Dr. Annette Miller of Gibbon initially had been set for a contested hearing Feb. 4 on a petition for disciplinary action filed by Nebraska Attorney General Mike Hilgers’ office.
But instead, Dr. Timothy Tesmer, chief medical officer of the Division of Public Health with the Nebraska Department of Health and Human Services, filed an order in December on an agreed settlement, according to HHS records.
Miller waived a right to a hearing on the allegations, which she “neither admits nor denies.”
She now is nearing the end of her 90-day suspension, which started Nov. 22. But the reinstatement of her physician license is at the discretion of the department and “upon approval of the Nebraska Board of Medicine and Surgery.”

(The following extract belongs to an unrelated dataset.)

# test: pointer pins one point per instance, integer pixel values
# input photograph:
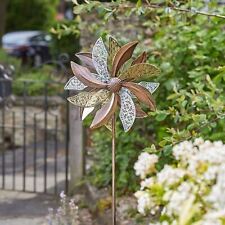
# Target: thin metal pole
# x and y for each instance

The facts alleged in the petition for disciplinary action, taken as true as part of the settlement, say on May 24, Miller was seen by co-workers to have an IV running in her arm, while she was providing patient care in the emergency department at the Kearney Regional Medical Center.
Assistant Attorney General Mindy Lester said Miller said she was dehydrated.
Less than a month later, Miller was taken into protective custody by law enforcement after a nearly three-hour standoff where she had a gun and fired it several times while appearing to drink alcohol.
Lester said later that month Miller was admitted to 30-day, in-patient treatment in Texas for alcohol use and then to a residential bridge program.
In an interview with an HHS investigator, Miller denied ever working while impaired by alcohol, the assistant attorney general said.